Тучный лама погружает обе руки в урну, набирает горстями дым курений, передает высокому ламе, тот, открыв ладони, выпускает его. Оба смотрят, как дым рассеивается, и шепчут, шепчут непонятные слова «ом мани падме хум»… Вокруг темнеет, все начинает колыхаться, и Виктор чувствует, что ему нечем дышать.

— Еще нельзя. Ты слишком молод.

— А отец мой где?

— В Пинфане.

— Он вернется?

— Из Пинфана никто не возвращается.

— Нельзя ли мне встретиться с Багорным?

— На этом свете — нет.

— Значит, он умер? А я надеялся, что он мне поможет. Ведь из-за него все случилось.

— Никто тебе не поможет. Полагайся только на самого себя. Что ты намерен делать?

— Я должен убить того, кто донес. Он нас погубил — так смерть ему!

— Эй, юноша, смерть уже кружит над твоей головой!

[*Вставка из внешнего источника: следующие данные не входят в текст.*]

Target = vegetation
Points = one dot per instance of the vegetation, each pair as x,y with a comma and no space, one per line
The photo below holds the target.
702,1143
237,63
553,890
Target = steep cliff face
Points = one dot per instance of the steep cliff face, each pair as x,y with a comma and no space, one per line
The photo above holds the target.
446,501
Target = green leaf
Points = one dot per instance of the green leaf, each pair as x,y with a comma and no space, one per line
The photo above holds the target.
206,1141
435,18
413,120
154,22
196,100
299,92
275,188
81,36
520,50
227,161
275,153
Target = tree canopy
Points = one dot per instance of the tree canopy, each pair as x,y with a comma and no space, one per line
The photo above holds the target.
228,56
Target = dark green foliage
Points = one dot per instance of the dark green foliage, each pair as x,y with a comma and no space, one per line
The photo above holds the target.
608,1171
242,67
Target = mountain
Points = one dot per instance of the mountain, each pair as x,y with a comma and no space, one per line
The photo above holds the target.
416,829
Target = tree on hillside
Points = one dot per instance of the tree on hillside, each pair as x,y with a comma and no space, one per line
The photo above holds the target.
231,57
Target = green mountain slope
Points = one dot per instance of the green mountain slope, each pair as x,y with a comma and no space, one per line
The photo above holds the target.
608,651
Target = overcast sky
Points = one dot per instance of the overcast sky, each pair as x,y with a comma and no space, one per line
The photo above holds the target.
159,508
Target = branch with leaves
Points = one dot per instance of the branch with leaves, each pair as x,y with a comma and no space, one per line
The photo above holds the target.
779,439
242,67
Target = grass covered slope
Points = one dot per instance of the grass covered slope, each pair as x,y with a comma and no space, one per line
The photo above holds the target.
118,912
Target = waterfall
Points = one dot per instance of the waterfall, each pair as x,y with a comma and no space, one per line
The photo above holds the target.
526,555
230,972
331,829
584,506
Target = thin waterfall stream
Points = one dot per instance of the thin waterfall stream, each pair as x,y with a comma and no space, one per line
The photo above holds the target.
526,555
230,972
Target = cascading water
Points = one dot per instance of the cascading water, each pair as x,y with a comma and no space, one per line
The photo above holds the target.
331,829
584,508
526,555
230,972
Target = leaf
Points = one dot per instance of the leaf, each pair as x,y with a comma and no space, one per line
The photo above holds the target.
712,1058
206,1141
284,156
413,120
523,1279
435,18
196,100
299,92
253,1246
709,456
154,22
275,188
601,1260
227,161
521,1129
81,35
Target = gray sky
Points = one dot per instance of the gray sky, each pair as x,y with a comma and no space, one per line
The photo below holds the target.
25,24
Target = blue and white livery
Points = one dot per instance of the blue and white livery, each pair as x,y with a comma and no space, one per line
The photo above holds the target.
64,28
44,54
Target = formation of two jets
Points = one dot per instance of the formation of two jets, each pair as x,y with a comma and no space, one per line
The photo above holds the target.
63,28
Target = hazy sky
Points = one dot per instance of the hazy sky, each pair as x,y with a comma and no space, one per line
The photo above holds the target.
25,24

Повсюду разослан приказ о розыске Виктора Доманевского. Кто его выдаст, получит тысячу долларов. Не пытайся же спасти отца, не думай о мести. Думай только о себе. Пади перед дочерью Тун-чжи Дади, моли о спасении и все ей скажи, открой самое тайное, самое заветное, как если бы ты стоял перед своим богом. Не ищешь ли ты людей, которые воюют с Ниппоном? Не хочешь ли к ним присоединиться — вот хотя бы к Среброголовому?

— Нет.

— Значит, тебе не дорого благо Китая?

— Китай — не чужая для меня страна. Ведь я другой не знал. Если бы шла война с врагами за свободу Китая, я бы, конечно, пошел воевать.

— А какая же, по-твоему, сейчас война?

— Гражданская. Два лагеря: Чан Кай-ши и коммунисты. А я в политику вмешиваться не хочу.

— Для тебя есть еще один путь спасения: бежать за реку Черного Дракона, к людям серпа и молота, если ты к ним не питаешь ненависти.

— Ненависти к ним не питаю, но и любить их мне не за что.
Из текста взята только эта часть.